GRAZIELLA REGGIO: Da fonte di acqua bruna
A cura di: Loredana Rea
Muovendo inizialmente nei territori di confine, contaminazione e tangenza tra scultura e installazione, la ricerca di Graziella Reggio si è venuta fondando sull’analisi di nodi tematici quali, da un lato, la presenza/assenza del soggetto, dall’altro la rappresentazione simbolica dell’idea della trasformazione che lega il tempo come elemento intrinseco alla materia, in opere/reperto che trattengono l’impronta e il segno di fisicità ed emotività, cultura e storia, economia e sociologia, privilegiando l’uso di materie povere, tela, fango, cera, canne. Negli anni successivi, le installazioni introducono nello spazio la relazione tra la fenomenologia dell’immagine fotografica e la qualità della materia altra, ovvero tra stati/situazioni/concetti, fondata su coppie oppositive concreto/astratte, quali dynamis vs. stasis, vita vs. morte, e in cui la consistenza stessa dell’io si dissolve nell’energia e nel dinamismo della materia. Per giungere infine alle installazioni costruite esclusivamente con materiali fotografici posti in relazione linguistico/semantica a costituire le frasi di un articolato e complesso “discorso”, in cui interagiscono confermandosi tutti i temi fondanti che connotano fin qui la ricerca di Graziella Reggio.

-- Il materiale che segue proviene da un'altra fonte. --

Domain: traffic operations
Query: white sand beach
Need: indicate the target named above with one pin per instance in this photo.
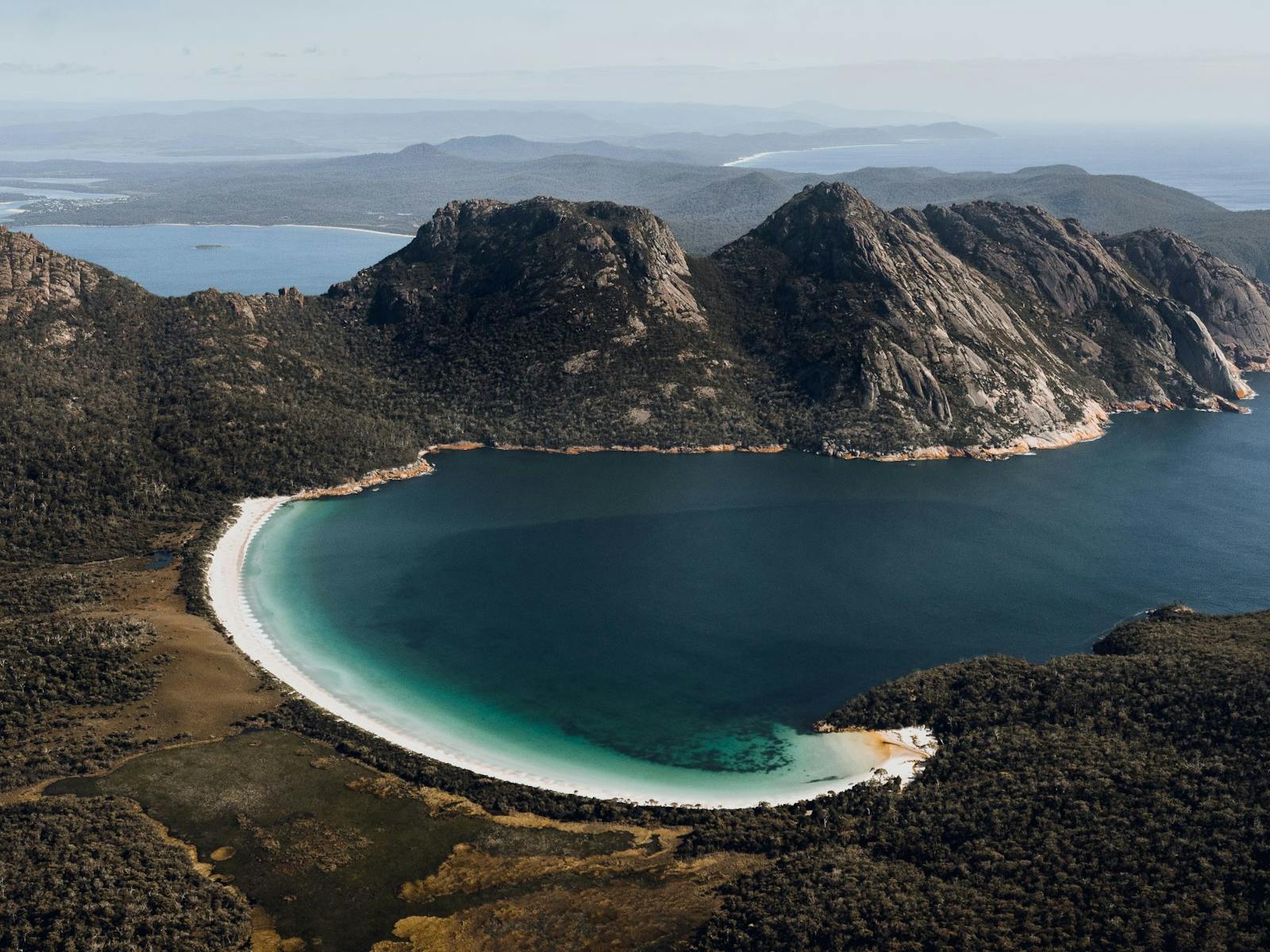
(870, 754)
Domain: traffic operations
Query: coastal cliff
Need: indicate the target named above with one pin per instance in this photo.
(835, 327)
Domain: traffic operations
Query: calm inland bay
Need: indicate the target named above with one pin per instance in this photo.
(670, 628)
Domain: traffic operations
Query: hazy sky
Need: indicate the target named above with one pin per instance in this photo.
(971, 57)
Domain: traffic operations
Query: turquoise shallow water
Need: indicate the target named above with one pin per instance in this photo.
(681, 621)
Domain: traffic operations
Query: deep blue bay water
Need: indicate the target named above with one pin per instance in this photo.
(626, 619)
(178, 259)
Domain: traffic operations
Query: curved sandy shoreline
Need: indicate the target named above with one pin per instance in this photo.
(899, 753)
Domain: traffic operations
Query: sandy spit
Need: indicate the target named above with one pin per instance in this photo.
(899, 752)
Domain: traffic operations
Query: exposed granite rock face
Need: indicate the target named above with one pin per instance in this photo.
(1235, 308)
(833, 327)
(32, 276)
(556, 306)
(888, 340)
(1085, 305)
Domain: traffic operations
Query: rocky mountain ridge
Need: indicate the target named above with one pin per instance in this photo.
(835, 327)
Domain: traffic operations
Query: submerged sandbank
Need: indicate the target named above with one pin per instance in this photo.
(851, 757)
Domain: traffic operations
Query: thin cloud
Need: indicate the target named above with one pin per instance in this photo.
(56, 69)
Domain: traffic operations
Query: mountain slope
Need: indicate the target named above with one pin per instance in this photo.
(1235, 308)
(835, 327)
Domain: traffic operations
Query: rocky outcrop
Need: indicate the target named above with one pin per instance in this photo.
(1235, 308)
(833, 327)
(33, 276)
(1085, 305)
(891, 340)
(559, 310)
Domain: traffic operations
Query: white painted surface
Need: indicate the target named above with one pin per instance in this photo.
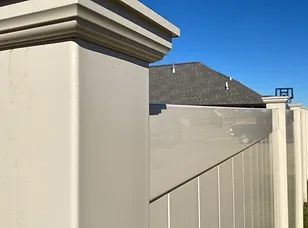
(186, 141)
(278, 104)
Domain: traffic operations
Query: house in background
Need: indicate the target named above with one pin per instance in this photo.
(196, 84)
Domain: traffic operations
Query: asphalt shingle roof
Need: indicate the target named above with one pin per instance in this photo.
(197, 84)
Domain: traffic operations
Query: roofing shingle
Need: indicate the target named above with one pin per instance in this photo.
(197, 84)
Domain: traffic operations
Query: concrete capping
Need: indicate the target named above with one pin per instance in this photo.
(275, 99)
(91, 22)
(278, 105)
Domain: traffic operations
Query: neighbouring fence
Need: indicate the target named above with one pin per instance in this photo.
(213, 167)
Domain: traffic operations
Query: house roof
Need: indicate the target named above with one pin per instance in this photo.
(197, 84)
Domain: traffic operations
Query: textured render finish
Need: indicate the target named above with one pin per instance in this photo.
(75, 143)
(209, 198)
(113, 141)
(226, 194)
(199, 138)
(184, 207)
(278, 104)
(304, 152)
(38, 137)
(215, 199)
(159, 213)
(291, 171)
(57, 169)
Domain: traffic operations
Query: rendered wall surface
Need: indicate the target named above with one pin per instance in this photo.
(37, 138)
(66, 120)
(237, 193)
(291, 169)
(113, 141)
(187, 141)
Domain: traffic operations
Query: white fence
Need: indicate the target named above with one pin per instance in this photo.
(213, 167)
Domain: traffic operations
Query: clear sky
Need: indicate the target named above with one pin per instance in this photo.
(262, 43)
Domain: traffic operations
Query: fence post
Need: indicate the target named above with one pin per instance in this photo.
(74, 112)
(304, 151)
(299, 202)
(278, 105)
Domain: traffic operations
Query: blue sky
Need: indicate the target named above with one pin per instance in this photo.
(262, 43)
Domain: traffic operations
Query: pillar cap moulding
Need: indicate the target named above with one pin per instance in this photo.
(275, 99)
(295, 106)
(125, 26)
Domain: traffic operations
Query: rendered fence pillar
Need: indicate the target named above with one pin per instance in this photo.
(278, 104)
(304, 151)
(299, 202)
(74, 112)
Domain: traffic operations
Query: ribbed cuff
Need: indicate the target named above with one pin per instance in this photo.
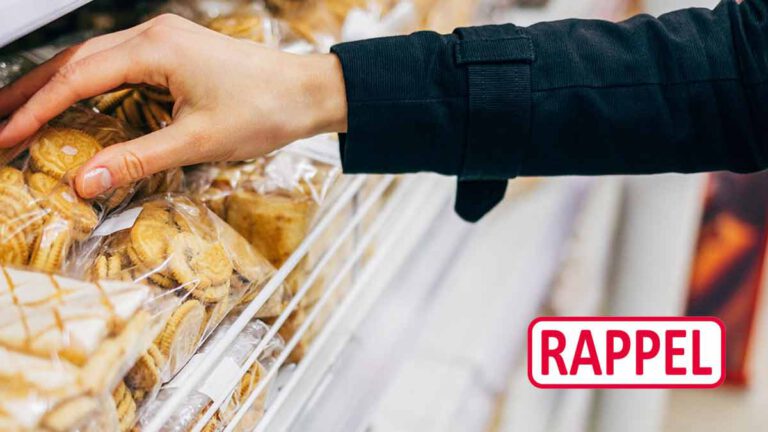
(407, 105)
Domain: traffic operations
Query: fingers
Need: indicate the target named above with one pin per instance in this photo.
(88, 77)
(122, 164)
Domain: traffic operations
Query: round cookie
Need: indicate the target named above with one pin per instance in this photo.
(14, 247)
(12, 176)
(180, 336)
(65, 202)
(196, 262)
(58, 150)
(52, 245)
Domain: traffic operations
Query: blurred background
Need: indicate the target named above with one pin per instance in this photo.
(441, 344)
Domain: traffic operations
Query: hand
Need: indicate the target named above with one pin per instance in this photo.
(234, 99)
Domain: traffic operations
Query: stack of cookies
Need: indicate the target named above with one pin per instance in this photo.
(177, 245)
(64, 346)
(146, 109)
(250, 23)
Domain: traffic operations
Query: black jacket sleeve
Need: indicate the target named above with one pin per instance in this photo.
(687, 92)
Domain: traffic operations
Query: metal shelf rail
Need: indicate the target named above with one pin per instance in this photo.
(406, 217)
(207, 364)
(20, 17)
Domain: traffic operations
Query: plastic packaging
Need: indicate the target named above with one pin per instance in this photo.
(178, 246)
(271, 201)
(64, 346)
(42, 216)
(215, 387)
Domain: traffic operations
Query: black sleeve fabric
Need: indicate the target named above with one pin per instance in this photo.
(685, 92)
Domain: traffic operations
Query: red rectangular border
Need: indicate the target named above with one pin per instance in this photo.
(626, 386)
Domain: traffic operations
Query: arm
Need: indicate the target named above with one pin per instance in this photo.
(686, 92)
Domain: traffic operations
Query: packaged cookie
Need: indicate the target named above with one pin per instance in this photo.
(42, 216)
(251, 22)
(271, 201)
(64, 346)
(221, 387)
(178, 246)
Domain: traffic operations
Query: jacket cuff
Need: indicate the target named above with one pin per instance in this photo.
(406, 105)
(498, 62)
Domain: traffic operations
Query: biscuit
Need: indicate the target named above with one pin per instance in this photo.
(65, 202)
(152, 123)
(132, 108)
(14, 247)
(200, 265)
(12, 176)
(52, 245)
(150, 236)
(40, 184)
(158, 94)
(70, 414)
(108, 102)
(119, 392)
(180, 336)
(274, 224)
(126, 411)
(56, 151)
(160, 114)
(145, 373)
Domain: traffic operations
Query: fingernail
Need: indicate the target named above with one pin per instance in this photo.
(96, 181)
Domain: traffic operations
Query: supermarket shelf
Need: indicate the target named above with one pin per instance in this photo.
(20, 17)
(212, 357)
(404, 223)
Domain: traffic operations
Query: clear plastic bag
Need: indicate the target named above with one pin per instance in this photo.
(177, 245)
(42, 216)
(214, 388)
(64, 346)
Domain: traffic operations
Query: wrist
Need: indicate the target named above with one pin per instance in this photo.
(327, 94)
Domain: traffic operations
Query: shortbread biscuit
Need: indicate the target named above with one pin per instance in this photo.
(108, 102)
(65, 202)
(150, 236)
(119, 392)
(199, 263)
(274, 224)
(41, 184)
(58, 150)
(145, 374)
(180, 337)
(52, 245)
(157, 94)
(12, 176)
(161, 115)
(70, 414)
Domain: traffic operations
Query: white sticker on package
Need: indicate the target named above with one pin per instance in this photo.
(118, 222)
(219, 382)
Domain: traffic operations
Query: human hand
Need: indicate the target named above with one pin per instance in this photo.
(234, 99)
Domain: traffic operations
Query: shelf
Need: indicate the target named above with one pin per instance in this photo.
(373, 210)
(20, 17)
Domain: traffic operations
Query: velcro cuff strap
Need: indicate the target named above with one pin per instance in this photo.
(515, 49)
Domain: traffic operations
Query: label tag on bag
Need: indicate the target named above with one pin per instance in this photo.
(118, 222)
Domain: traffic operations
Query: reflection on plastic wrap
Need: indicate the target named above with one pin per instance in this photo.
(214, 389)
(727, 270)
(65, 345)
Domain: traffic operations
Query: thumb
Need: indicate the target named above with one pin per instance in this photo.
(121, 164)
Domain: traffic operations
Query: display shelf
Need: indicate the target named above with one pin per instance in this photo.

La “battaglia fluviale” (Iliade, libro XI, versi 157-264) - da cui è tratta la citazione che intitola questa Personale romana di Graziella Reggio – costituisce al tempo stesso l’incipit remoto, l’archetipo, ed il motivo dominante - la perturbante “calma minacciosa” – di una riflessione etico-estetica sulla contemporaneità condotta attraverso la trasformazione simbolica dello spazio, per fragmenta imaginis, in un bacino di acqua bruna, torbida, intrappolata dal cemento, da strutture e macchinari portato dell’azione dell’uomo, in tensione con una terra bruna, limacciosa, su cui si compie l’effetto della violazione della natura. Apparentemente il soggetto che si rappresenta per fragmenta nelle fotografie di Graziella Reggio - ordinate lungo le due pareti parallele secondo un andamento orizzontale dello sguardo messo in continuo scacco da un intrinseco criterio di continuità/discontinuità della rappresentazione, che trova il suo punto focale nella verticalità dell’allestimento della parete di fondo - è una porzione limitata di paesaggio fluviale, laddove, essendo ciò che chiamiamo paesaggio una costruzione culturale, non è dato paesaggio che non sia cultura, cioè economia e storia. La presenza/assenza del soggetto-uomo, cioè di economia e storia, è qui data attraverso un doppio procedimento di sottrazione e suggestione, misurandosi da un lato per inferenza dall’impatto delle conseguenze della sua azione fuori dello spazio dell’installazione, intuendosi dall’altro come lo sguardo critico che organizza e guida dall’interno la valenza semantica delle sequenze di materiali fotografici. Su tutto pesa la sospensione e il silenzio della perturbante “calma minacciosa” che segna l’attesa dell’evento – la “furia dello Scamandro” e la distruzione dell’uomo e del suo paesaggio.